MALONEY, Katie M., School of Geography and Earth Sciences, McMaster Univerity, 1280 Main Street West, Hamilton, ON L8S4K1, Canada, EYLES, Carolyn H., Integrated Science Program & School of Geography & Earth Sciences, McMaster University, 1280 Main Street West, Hamilton, ON L8S 4K1, Canada and BRODEUR, Jason J., McMaster University Library, McMaster University, 1280 Main Street West, Hamilton, ON L8S4K1, Canada, malonekm@mcmaster.ca

Students often find visualizing Earth Science topics to be a challenging process. A Geospatial software that is readily available and easy to use can be an asset to help students visualize and understand concepts that are introduced in class. As of this year, Google Earth Pro has ended its subscription fee, presenting users with features that were previously unavailable in the free version. To investigate the applications of Google Earth Pro in first year Earth and Environmental Science courses, three virtual ‘tours’ were created focusing on a variety of curriculum based topics including plate tectonics, volcanoes, and glaciers.

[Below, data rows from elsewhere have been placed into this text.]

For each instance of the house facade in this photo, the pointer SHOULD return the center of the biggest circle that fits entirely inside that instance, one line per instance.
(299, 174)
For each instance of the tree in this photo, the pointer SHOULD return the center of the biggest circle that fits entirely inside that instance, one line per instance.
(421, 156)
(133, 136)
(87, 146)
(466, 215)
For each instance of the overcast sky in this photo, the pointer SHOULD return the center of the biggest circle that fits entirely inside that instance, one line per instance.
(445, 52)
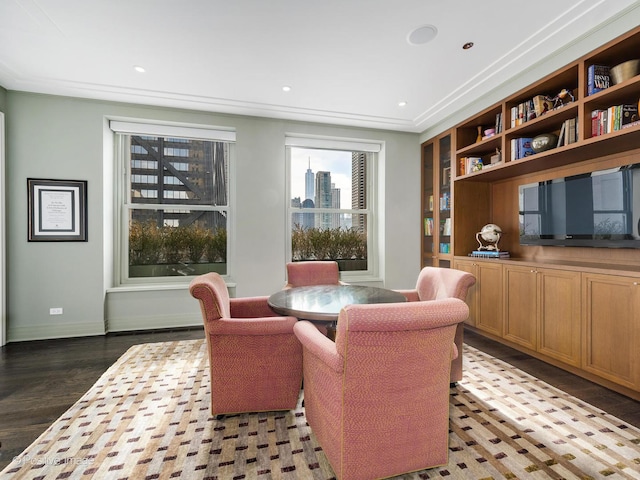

These Google Earth tours can be embedded within lectures to demonstrate how concepts relate to each other, as well as specific geographic locations. Tours can also include an audio script to enable the material to be presented as an on-line activity and activities can be designed that utilize data collected through the software. Additional features of the software and their application in the classroom will be examined, including the ability to visualize and analyze the Earth both spatially and temporally, through 3D and high resolution imagery. The use of Google Earth will not only impact future educational activities in the geosciences, but also the methods employed in geoscientific research. For example, Google Earth Pro can import GIS data, visualize data from Google Fusion tables, and utilize time series analytical tools that allow the visualization of events such as the spatial spread of subsurface contaminants or sediment movement in near shore environments. This allows more effective analysis of time-dependent spatial data and facilitates communication of research results to a range of audiences. The results of this study will be applicable to other disciplines where students and researchers can benefit from enhanced understanding and visualization of the spatial distribution of phenomena.